Difficile d’avoir un avis vraiment tranché sur Skinamarink (The House), petit film phénomène de l’année 2023. Fabriqué avec un budget dérisoire (15 000 dollars seulement), le film est le premier long-métrage de Kyle Edward Ball. Complètement expérimental, on pourrait le comparer à Projet Blair Witch et Paranormal Activity, pour le phénomène créé autour de lui. Comme tout phénomène du genre, on trouve des fans hardcore qui ont adoré le concept, et d’autres totalement hermétiques qui n’ont pas pu supporter plus de 15mn de visionnage.
En effet, sur la forme, on s’éloigne de toute cette dimension sensationnaliste du cinéma d’épouvante. Minimaliste au possible, il faut de la patience et de la concentration pour arriver aux premiers événements intéressants. Car la majorité des plans se limitent à filmer des plinthes, des murs, de la moquette, des recoins obscurs de cette étrange maison, où portes et fenêtres ont disparu. On retrouve ici les qualités et les défauts des films en found footage : un réalisme saisissant, plongeant dans le quotidien des protagonistes, avec une forme parfois indigeste et une désagréable sensation de vide. Le réalisateur Kyle Edward Ball n’en est pas à son coup d’essai. Cela fait en effet des années qu’il met en scène de courtes vidéos sur Youtube, des cauchemars hyper-réalistes dans la veine de l'”analog horror” où des messages cryptiques sont parsemés d’une esthétique basse définition des années 90. On en retrouve tous les aspects dans Skinamarink.
On nous donne également peu d’information sur l’histoire : on sait que cela se produit en 1995. Un frère et une sœur, Kevin et Kaylee, 4 et 6 ans, se réveillent en pleine nuit. Leur papa semble avoir disparu après avoir aidé Kevin victime d’une chute dans les escaliers. Les deux enfants se retranchent alors dans le salon, là où le poste de télévision diffuse de vieux dessins animés en noir et blanc. Il devient peu à peu évident que quelque chose se trouve dans la maison avec eux. Un invité malveillant, présent simplement au moyen de sa voix qui plonge un peu plus les enfants dans l’horreur.

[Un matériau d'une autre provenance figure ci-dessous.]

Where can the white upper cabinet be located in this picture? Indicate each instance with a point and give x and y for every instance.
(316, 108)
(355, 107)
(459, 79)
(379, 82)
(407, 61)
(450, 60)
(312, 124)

L’image est pixélisée, le son est saturé, les dialogues sont rares, on ne sait pas ce qu’on regarde et pourtant, on se laisse prendre au jeu. Car l’un des aspects les plus intéressants de l’angoisse, c’est qu’elle provient davantage de ce que l’on ne voit pas, que de ce que l’on voit. Cela permet au téléspectateur de projeter toutes ses peurs primitives dans le film : peur du noir, peur de l’abandon, du croquemitaine…
Le sound design est intéressant : les sons et les voix hors cadre font travailler notre imaginaire et contribuent grandement au climat de malaise qui nous tient pendant le métrage. D’ailleurs, la dernière scène, conclusion mystérieuse, glace le sang.
S’agit-il d’un cauchemar d’enfant ? Kevin est-il dans le coma ? Le monstre en question est-il le père ? La mère s’est-elle pendue ? Autant de théories qui circulent sur Internet et qui permettent de démontrer la force principale du film : celle de laisser le spectateur avec ses questions et ses explications. Malgré une durée trop longue et un concept un peu trop étiré, vous serez touchés ou hantés par le film, en fonction de votre sensibilité.